The next time you check your 401(k), take a page from the kids in “42nd Street,” now in a polished, high-energy production at Westchester Broadway Theatre in Elmsford.
Instead of being a gloomy Gus when you see your bottom line,
If life imitates art, before long your family will join in. Who knows? Even the cat might don tiny tap shoes and shuffle along.
Under director-choreographer Randy Skinner at the dinner theater, the kids dance everywhere.
Got 40 cents in your pocket?
Dance to lunch, and back from it.
Your show’s closing?
The rent’s due?
Tra la la la la la la la.
It’s catchy, this dance thing.
And so, it turns out, is a sunny disposition.
Chock-full of dancing girls and lavish production numbers, “42nd Street” tells the upbeat story of Peggy Sawyer, a girl from Allentown, Pa., who arrives in New York City with 40 cents in her purse.
Before long, the plucky Peggy is in the chorus of a Broadway-bound musical, “Pretty Lady,” directed by hard-charging Broadway legend Julian Marsh.

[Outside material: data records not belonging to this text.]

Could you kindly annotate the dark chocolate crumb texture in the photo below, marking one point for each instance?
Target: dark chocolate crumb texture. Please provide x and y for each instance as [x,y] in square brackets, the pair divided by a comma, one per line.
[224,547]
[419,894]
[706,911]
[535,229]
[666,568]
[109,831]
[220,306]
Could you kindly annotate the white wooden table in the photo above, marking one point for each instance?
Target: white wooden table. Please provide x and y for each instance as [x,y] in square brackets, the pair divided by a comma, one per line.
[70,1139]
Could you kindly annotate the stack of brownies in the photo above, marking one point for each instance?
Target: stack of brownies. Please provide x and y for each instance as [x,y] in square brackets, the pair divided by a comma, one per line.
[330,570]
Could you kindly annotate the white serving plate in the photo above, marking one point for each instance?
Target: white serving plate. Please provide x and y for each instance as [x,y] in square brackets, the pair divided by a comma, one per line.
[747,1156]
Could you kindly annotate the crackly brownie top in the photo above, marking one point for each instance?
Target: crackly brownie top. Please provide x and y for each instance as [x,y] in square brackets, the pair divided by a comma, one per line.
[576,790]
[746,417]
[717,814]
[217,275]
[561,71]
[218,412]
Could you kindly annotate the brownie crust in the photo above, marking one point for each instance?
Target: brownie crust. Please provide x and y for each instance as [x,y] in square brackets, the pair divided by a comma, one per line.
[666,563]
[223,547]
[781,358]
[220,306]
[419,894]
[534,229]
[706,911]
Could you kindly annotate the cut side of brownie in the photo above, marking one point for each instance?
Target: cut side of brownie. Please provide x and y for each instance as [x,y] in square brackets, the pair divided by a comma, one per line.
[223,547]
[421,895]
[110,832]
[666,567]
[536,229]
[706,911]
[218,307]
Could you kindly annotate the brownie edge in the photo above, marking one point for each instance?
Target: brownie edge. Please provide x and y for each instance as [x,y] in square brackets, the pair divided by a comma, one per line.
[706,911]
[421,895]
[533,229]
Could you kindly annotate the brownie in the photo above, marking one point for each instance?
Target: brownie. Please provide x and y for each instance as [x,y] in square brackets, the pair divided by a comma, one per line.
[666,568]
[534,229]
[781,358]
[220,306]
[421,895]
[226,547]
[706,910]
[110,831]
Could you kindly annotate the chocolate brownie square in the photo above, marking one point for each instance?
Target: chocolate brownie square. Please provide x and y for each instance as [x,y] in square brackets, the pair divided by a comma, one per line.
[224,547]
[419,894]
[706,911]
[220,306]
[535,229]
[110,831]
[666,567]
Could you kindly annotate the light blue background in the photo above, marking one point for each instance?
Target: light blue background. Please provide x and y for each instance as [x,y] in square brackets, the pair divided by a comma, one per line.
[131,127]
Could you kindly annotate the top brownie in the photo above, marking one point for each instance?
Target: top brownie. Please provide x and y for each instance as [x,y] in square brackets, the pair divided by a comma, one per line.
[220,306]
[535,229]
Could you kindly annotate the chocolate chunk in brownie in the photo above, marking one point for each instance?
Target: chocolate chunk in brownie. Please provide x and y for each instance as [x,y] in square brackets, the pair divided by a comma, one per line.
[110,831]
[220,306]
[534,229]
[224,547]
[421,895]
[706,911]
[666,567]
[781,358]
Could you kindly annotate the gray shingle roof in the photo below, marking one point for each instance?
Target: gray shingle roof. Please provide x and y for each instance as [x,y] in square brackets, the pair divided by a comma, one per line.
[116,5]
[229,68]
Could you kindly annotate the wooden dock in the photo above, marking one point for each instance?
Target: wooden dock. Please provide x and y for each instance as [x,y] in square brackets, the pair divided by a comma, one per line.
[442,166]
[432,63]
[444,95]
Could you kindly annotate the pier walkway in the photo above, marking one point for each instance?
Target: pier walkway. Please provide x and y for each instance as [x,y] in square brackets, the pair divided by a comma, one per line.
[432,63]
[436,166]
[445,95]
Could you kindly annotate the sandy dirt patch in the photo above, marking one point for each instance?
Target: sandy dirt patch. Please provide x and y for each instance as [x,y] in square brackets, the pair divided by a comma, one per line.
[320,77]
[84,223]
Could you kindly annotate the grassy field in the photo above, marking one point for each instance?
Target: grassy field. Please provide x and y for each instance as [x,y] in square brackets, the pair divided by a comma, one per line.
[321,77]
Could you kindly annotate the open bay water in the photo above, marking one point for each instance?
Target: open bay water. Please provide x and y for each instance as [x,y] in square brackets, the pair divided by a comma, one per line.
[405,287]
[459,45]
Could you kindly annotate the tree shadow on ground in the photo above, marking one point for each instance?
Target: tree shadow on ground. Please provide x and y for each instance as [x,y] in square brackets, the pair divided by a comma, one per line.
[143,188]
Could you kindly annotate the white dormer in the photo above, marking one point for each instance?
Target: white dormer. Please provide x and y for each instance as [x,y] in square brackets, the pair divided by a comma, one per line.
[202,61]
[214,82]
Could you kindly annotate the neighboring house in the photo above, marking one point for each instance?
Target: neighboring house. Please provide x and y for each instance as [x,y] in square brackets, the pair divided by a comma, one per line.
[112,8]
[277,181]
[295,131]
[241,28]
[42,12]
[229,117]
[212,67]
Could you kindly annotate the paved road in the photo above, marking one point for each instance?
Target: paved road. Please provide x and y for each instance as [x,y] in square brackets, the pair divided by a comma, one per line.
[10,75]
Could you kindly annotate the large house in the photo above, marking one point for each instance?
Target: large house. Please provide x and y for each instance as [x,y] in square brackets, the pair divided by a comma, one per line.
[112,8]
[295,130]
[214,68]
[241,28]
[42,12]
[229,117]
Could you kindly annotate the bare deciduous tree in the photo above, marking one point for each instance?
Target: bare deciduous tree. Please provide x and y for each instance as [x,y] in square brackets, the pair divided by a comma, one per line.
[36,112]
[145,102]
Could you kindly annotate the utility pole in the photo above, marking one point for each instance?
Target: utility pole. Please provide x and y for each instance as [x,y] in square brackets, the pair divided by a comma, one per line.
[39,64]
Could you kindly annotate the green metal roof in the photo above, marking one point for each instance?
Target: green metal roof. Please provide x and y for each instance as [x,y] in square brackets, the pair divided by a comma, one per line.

This being a Depression Era musical, Peggy is not long for the chorus. When the show’s star, Dorothy Brock, breaks her ankle, the show is in peril — until the kids in the chorus suggest Peggy go on.
Three guesses as to what happens next?
With the Harry Warren-Al Dubin songs “We’re in the Money,” “You’re Getting to Be a Habit with Me” and “Lullaby of Broadway,” the score is as light and lively as the plot.
As Peggy, Shannon M. O’Bryan is adorably perky, an?Energizer bunny of tap and song and gee-whiz who can’t wait to show you what she’s got. She doesn’t disappoint.
Before long, she even rekindles that Broadway dream in the cynical Marsh, played to perfection by Tom Galantich, who knows when to go over the top and when to pull it back in.
He manages to deliver cornball lines like “You gonna lose all of your dough because of a dame?” and “Sawyer, you’re going out there a youngster, but you’ve got to come back a star!” without even a hint of irony.
He snarls plenty, but he also finds Marsh’s softer side, breathing life into what in lesser hands might be a cartoon.
As Billy Lawlor, Todd Lattimore is a dynamo of tap energy with a voice that soars, a fine fit for the perky O’Bryan.
Notable, too, is Ann-Ngaire Martin as the songwriter Maggie Jones. A memorable Tessie Tura in WBT’s “Gypsy” a couple of years back, Martin’s timing is razor sharp.
Dorothy Stanley is appropriately brittle and aloof as the star Dorothy Brock.
Near the end of a brisk first act, one wishes Stanley would take a moment before beginning “I Only Have Eyes for You.”
Without a setup, it’s a singer singing a song. If she were to pause and consider what has just happened — her lover has left her — the song would come from a deeper place.
Producers Bob Funking and Bill Stutler have, in Skinner, a director-choreographer who has a long history with “42nd Street.”
He was a dance assistant to Gower Champion, who choreographed and directed the original Broadway production. When the musical returned to Broadway in 2001, Skinner provided the musical staging and new choreography.
“42nd Street” is all about dancing — and Skinner and his company set the tap bar high from the outset. The opening number builds from a simple time step into a take-your-breath-away production number.
It’s the first of many production numbers.
Later, “Lullaby of Broadway” is a showstopper, changing speeds and styles on a dime and building, building, building to a big payoff. It is something to see.
Gail Baldoni’s glittering costumes add greatly to the mood set by Andrew Gmoser’s lighting. Notable, too, is the eight-piece orchestra under Jeff Tanski, which holds its own amid all that tapping.
At one point late in the action, Dorothy warms to Peggy, telling her “the public wants youth, freshness and beauty — and that’s what you are.”
And that’s what you’ll get at Westchester Broadway Theatre in “42nd Street.”
No matter what your 401(k) statement says.
If you go
What: “42nd Street”
Where: Westchester Broadway Theatre, 1 Broadway Plaza, Elmsford.
When: Through Nov. 29, returning Dec. 30 and running through Feb. 6. Thursdays through Sundays (with selected Wednesday matinees and evenings). Wednesday and Thursday matinees, with lunch at 11:30 a.m. and show at 1 p.m. Wednesday through Saturday evenings, with dinner at 6 and show at 8. Sunday matinees, with lunch at noon and show at 1:30 p.m. Sunday evenings, with dinner at 5 p.m. and show at 7.
Tickets: $60 or $73, depending upon the performance. Includes a served meal before the show.
Did you know?
“42nd Street” was a product of its time. A blues-busting splashy 1933 film, it came to Broadway in 1980, directed and choreographed by Gower Champion, who died Aug. 25, 1980, the day “42nd Street” opened on Broadway. Powerhouse producer David Merrick famously held the news of Champion’s death until post-curtain speech from the stage, stunning the cast and audience.